荒唐無稽ではなく、現実的なサッカーが視点のストーリーだった『ホイッスル!』は、自分の持ち味を伸ばそうと努力を積み重ねる少年たちの青春ドラマであり共感していたが、最近何だかイナズマイレブンというサッカーアニメが面白い。
かつての『キャプテン翼』に登場する『ドライブシュート』や『タイガーショット』等は現実的には絶対無理なものだったが、それをさらに超えた『ファイヤートルネード』だの『ドラゴンクラッシュ』だの『ゴッドハンド』などといった、ありえない必殺技が飛び出すサッカーがどうにも楽しい。 少し前にハマッた『少林サッカー』に近いものがある。

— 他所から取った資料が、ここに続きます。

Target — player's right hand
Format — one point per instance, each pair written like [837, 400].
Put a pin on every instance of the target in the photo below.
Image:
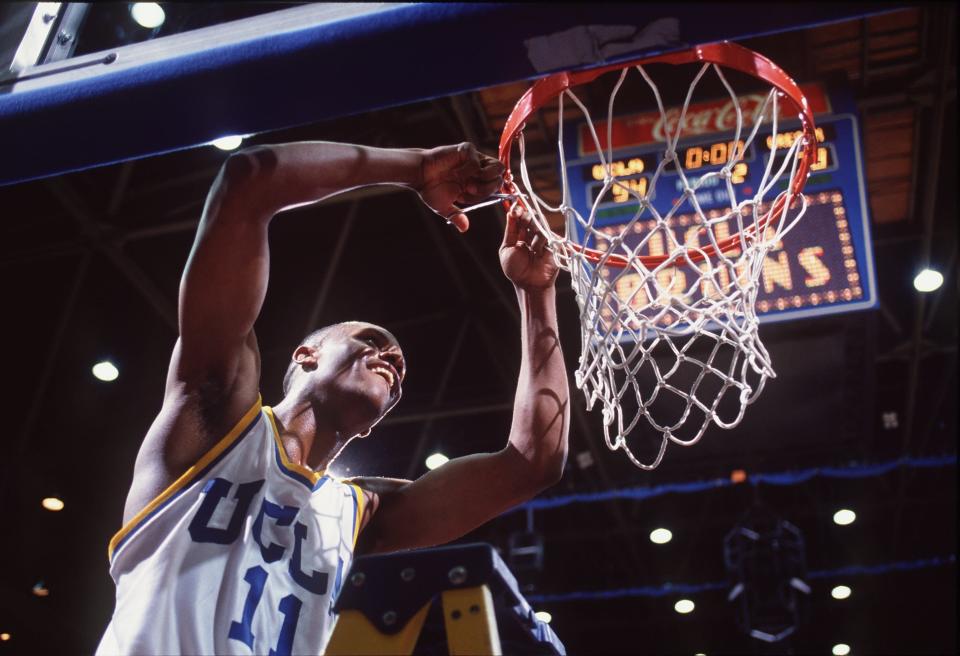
[457, 174]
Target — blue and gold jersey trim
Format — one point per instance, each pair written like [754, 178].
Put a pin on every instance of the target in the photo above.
[192, 475]
[313, 480]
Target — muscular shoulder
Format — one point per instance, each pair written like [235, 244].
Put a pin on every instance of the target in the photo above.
[191, 421]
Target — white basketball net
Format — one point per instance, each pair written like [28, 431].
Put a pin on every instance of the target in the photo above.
[669, 342]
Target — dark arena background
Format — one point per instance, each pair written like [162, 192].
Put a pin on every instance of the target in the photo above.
[104, 175]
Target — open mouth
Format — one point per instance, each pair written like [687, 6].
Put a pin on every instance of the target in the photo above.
[387, 375]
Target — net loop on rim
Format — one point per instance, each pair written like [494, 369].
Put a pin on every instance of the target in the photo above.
[669, 330]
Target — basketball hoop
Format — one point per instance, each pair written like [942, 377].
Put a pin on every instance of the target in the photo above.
[669, 336]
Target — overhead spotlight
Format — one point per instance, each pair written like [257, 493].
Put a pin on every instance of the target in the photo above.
[231, 142]
[661, 536]
[684, 606]
[543, 616]
[928, 280]
[148, 14]
[840, 592]
[53, 504]
[105, 371]
[843, 517]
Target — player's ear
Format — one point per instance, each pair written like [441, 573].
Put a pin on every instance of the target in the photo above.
[305, 356]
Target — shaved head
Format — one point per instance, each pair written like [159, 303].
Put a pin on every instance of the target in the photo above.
[316, 338]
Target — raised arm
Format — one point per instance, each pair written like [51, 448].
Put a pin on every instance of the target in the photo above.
[462, 494]
[214, 371]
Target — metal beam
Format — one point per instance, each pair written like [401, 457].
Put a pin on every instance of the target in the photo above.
[53, 355]
[944, 16]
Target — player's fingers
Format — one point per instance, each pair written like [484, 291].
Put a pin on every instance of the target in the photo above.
[459, 221]
[512, 230]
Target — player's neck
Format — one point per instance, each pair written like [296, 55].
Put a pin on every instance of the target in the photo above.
[307, 437]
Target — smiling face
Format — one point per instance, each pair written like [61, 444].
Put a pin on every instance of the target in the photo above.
[351, 371]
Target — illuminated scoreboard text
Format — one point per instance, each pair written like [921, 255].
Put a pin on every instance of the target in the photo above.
[824, 265]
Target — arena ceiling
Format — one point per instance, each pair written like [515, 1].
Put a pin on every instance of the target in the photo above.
[92, 261]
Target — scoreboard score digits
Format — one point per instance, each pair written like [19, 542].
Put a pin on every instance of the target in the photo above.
[823, 266]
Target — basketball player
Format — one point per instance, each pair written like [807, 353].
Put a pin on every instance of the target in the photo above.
[235, 541]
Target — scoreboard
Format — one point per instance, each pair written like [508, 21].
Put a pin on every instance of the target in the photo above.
[824, 265]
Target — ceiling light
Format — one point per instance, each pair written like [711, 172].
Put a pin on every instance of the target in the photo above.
[661, 536]
[928, 280]
[683, 606]
[53, 504]
[105, 371]
[840, 592]
[844, 517]
[147, 14]
[231, 142]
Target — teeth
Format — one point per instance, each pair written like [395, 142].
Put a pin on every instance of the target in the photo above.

その必殺技を会得するためにものすごい努力をしているところは少年マンガらしくてよい。

炎をまとうシュートや、空間をゆがめてキャッチするセーブは人間には不可能だが、カッコイイ『必殺技』は誰だって持てると思う。
中学生になってサッカーを始めたNくんは、フィジカルもスピードもテクニックも決して強い速い上手いとはいえず、また3年間で著しい成長が見られたわけではなかった。 ほとんどA戦に出ることはなく、3年生になってもB戦に出るか出ないかといった日々だった。 それでも彼は部活や派生FCをやめずに3年間サッカーを続けた。
そんな彼が会得した必殺技がある。 『オーバーラップ』だ。
彼が素晴らしいのは、そのタイミングを逃すことなく判断して行っていたこと。
味方のゲームメーカーが中央でボールをキープできたときに、例えボールが来なくても、何度も何度もオーバーラップを仕掛けていた。 実はこれがかなり効いた。 相手チームのプレーヤーは、その動き出しで何度も惑わされていた。 Nくんにボールが来なくても、マーク・ケアせざるを得ない。 その分フリーになるプレーヤーがいて、結果Nくんのオーバーラップはチームのチャンスを何度も何度もつくっていた。 フィジカル・スピード・テクニック的にボールをもらえないことはわかっていたのかもしれない。 それでも、自分の『ボールを使わない必殺技』でチームに貢献しようとしていたNくんに、私は大きな感動をおぼえたのだ。
彼こそが『マスター・オブ・ザ・OFF THE BALL』だと思う。
サッカーやるなら楽しくやりたい。
どんな形でもいいから、『究極の自分らしさ』にできる自分だけの必殺技を、皆が一人一つ持ったらどうだろう。
きっとチームのハートはイナズマイレブンを超えられると思う。